Alex,

I see what you're saying, and from a close-up perspective you're right,
it's just a word, and extra commits are an overhead.

That said, the lack of gender inclusivity in tech is an injustice that's to
the detriment of us all... both socially *and* technically. We suffer
*technologically* because we don't have more women here. What if @isaacs
was a woman, and had been put off contributing? Or @bnoordhuis or @felixge?
How many great coders and amazing projects aren't here because we've made
women feel excluded?

Unless of course you think women don't have a valuable technical
contribution to make, or that there is no barrier for women to enter
communities like this. Both of those would be fair (but wrong) arguments.

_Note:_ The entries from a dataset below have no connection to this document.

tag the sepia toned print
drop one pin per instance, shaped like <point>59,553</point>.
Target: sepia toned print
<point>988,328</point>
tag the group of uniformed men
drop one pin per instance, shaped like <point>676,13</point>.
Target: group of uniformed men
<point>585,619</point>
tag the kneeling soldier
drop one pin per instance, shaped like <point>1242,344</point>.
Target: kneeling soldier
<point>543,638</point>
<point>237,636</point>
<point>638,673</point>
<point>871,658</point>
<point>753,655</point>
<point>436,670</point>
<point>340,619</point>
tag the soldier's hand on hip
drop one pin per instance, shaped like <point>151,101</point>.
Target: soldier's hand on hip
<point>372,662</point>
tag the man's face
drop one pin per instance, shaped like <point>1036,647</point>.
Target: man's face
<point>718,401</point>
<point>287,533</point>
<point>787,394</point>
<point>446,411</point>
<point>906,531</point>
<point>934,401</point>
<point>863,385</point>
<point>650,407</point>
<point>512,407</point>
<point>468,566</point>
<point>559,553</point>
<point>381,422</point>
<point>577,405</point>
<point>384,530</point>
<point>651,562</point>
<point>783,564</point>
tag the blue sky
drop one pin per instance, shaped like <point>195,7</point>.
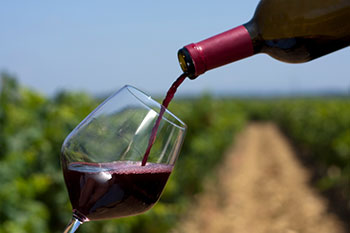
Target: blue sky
<point>99,46</point>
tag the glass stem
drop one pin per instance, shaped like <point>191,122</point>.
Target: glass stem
<point>73,225</point>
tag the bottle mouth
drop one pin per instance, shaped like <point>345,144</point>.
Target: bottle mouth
<point>186,63</point>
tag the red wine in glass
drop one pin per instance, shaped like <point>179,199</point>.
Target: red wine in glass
<point>101,163</point>
<point>112,190</point>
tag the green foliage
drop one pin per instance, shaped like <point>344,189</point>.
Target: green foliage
<point>320,128</point>
<point>33,197</point>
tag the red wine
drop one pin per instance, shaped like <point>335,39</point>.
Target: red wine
<point>169,96</point>
<point>112,190</point>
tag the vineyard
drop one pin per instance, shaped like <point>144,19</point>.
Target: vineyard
<point>33,197</point>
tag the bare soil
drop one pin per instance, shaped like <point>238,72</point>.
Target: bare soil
<point>261,187</point>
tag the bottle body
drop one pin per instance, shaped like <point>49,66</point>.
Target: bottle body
<point>292,31</point>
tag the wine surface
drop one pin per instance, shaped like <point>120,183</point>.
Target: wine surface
<point>112,190</point>
<point>169,96</point>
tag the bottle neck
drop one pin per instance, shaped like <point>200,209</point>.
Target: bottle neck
<point>232,45</point>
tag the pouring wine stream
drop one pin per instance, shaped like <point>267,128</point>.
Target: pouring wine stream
<point>169,96</point>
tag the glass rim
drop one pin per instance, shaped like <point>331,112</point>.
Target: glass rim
<point>131,89</point>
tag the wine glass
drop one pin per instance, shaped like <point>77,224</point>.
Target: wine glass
<point>101,158</point>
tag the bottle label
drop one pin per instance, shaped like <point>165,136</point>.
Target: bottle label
<point>224,48</point>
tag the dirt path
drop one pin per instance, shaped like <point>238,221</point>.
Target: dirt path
<point>261,188</point>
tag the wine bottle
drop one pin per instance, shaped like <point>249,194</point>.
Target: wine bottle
<point>293,31</point>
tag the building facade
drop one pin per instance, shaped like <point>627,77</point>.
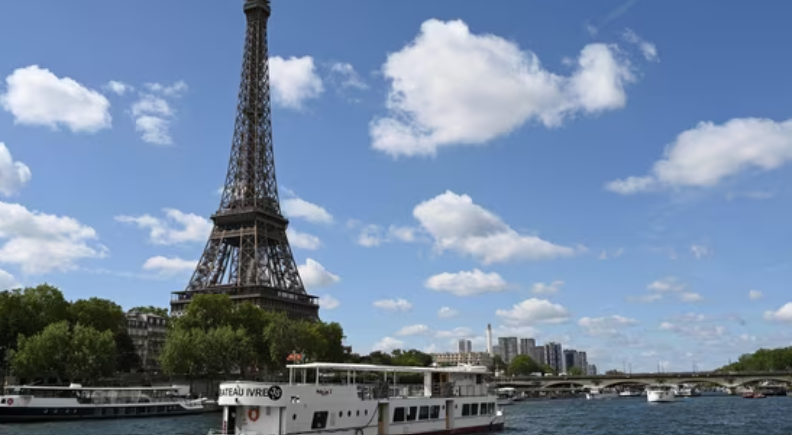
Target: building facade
<point>148,336</point>
<point>453,359</point>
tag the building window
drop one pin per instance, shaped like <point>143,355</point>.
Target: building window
<point>320,420</point>
<point>398,415</point>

Yes, it's just a couple of words in a comment, but in the same way that a
brick from the Berlin Wall is just a brick.

Thanks for listening

Rich


On 5 December 2013 11:03, Alex Kocharin <[email protected]> wrote:

>
> ravi,
>
>
>> Hello Alex,
>>
>> you use the word “community” and it seems to me that has certain
>> implications. It is perhaps a sad truth that the word is used in OSS as a
>> cliche or bromide, that OSS is mostly a *hobby* for very smart people
>> (men?) otherwise gainfully employed, but I would like to believe that is
>> not the case. Communities are not built on technicalities, and the concerns
>> of a community extend beyond the technical.
>>
>>
> Also, this is not about code, is it? It’s documentation.
>>
>
> It is about code. Proposed change was against comments in .c files. And
> here are a couple of technical reasons to discuss:
>
> - amount of commits and git history of these files
> - finding author of the original comment, git blame
> - clarity and usefullness of a comment
>
> Other reasons are non-technical and should not be considered. Yes, Rick, I
> do not use underscore. :)
>
> I did a couple of pull requests against node, and very well remember, that
> every single change is an inconvenience. But if it significantly improves
> something, and this improvement outweights the disadvantages that every
> single commit poses, it should be merged. Otherwise it should not. It is as
> simple as that.
>
> In that case I prefer to see "they" honestly, because "user" refers to an
> unlimited number of people. If somebody makes a commit only to change 2
> words, it should not be merged. Does it improve clarity? Nope. Dixi.